Compilation of Rules and Regulations of the State of Georgia
Department 111 - RULES OF DEPARTMENT OF COMMUNITY HEALTH
Chapter 111-8 - HEALTHCARE FACILITY REGULATION
Subject 111-8-10 - LICENSURE OF CLINICAL LABORATORIES
Rule 111-8-10-.22 - Quality Control for Flow Cytometry

(1) A standard, consisting of latex beads or other uniform particles, shall be run to insure proper focusing and alignment of all lenses in the path, and for both the existing light source and signal (light scatter, fluorescence, etc.) detectors. The results of optical focusing/ alignment must be recorded each day.

(2) A threshold value for acceptable optical standardization shall be established for all relevant signals for each instrument and the focusing procedure repeated until these values are achieved or surpassed. If a particular threshold value cannot be attained, a written protocol for instituting corrective action must be available and used.

(3) A fluorescent standard, for each fluorochrome to be used, shall be run to insure adequate amplification of the fluorescent signal(s) each day of use and after any maintenance or adjustment of the instrument. This standard may be incorporated in the beads or other particles used for optical standardization or may be a separate bead of fixed cell preparation. If acceptable fluorescence separation cannot be attained, a written protocol instituting corrective action must be available and used.

(4) When performing analyses using two or more fluorochromes simultaneously, an appropriate procedure must be used to compensate for "spill over" into the other fluorescence detectors.

(5) For laser based instruments, the current input (amps) and laser light output (milliwatts), at the normal operating wavelength measured after the laser is peaked and normal operating power set, must be recorded as part of a daily quality control record.
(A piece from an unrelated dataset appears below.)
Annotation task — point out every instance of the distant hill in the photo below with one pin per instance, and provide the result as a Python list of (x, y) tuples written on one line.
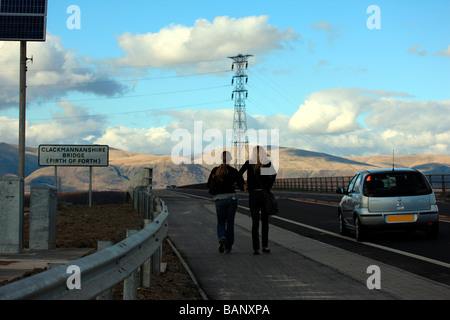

(6) The use time of instruments with mercury fluorescent lamps must be recorded. Lamps must be replaced when the allowable use limit has been reached.

(7) The laboratory must run a positive and negative control each day of patient testing. The negative controls should include normal serum from a healthy individual. The positive control (using appropriate dilutions) should react with cells representing all HLA types (i.e., pulled high PRA sera).

(8) Each laboratory must establish and document its own threshold with multiple normal sera for discriminating positive crossmatches. For significant change in protocol, instrumentation, or software, the characterization of the positive threshold must be repeated.

(9) For internal labeling, the method used to allow fluorochrome labeled antibodies to penetrate the cell membrane must be documented as effective.

(10) Whether analyzed directly or fixed prior to analysis, labeled cells must be analyzed within a time period demonstrated by the laboratory to avoid significant loss of any cell sub-population or total cell numbers. Test samples must be analyzed within the same period, after staining, as the control samples.

(11) If analysis will be based on a population of cells selected by flow cytometry "gating" on size or density parameters, or selected depletion or enrichment techniques, control stains must be run for each test individual to detect the presence of contaminating cells in the selected population (i.e., monocyte contamination of lymphocytes gated by forward angle or forward angle vs. 90 degree light scatter must be detected with a monocyte specific marker antibody). For cell surface labeling, a method must be used to determine the proportion of viable cells in the population of counted cells (i.e., thidium bromide staining, CD45 staining). If this value falls below an established laboratory threshold, an appropriate reanalysis of specific measurements must be done.

(12) Conclusions about abnormal proportions of abnormal cell surface marker shall only be drawn in comparison with local control data obtained with the same instrument, reagents and techniques. Conclusions about leukemia/lymphoma classification shall be based on local or published reference data. Determination of percent positives must take into consideration the results of the negative control reagent.

(13) The specificity of monoclonal antibodies shall be verified by the published and/or manufacturer's documentation and, whenever possible, verified locally through tests with appropriate control cells prepared and tested by the same analysis. The quantities of reagents used for each test sample must be determined by the manufacturers from published data and, whenever possible, should be verified locally by appropriate titration procedures.

(14) Terminology used must be defined and/or must conform to nomenclature recommended/approved by the most recent International Workshop of Differentiation Antigens of Human Leukocytes or other appropriate scientific organizations.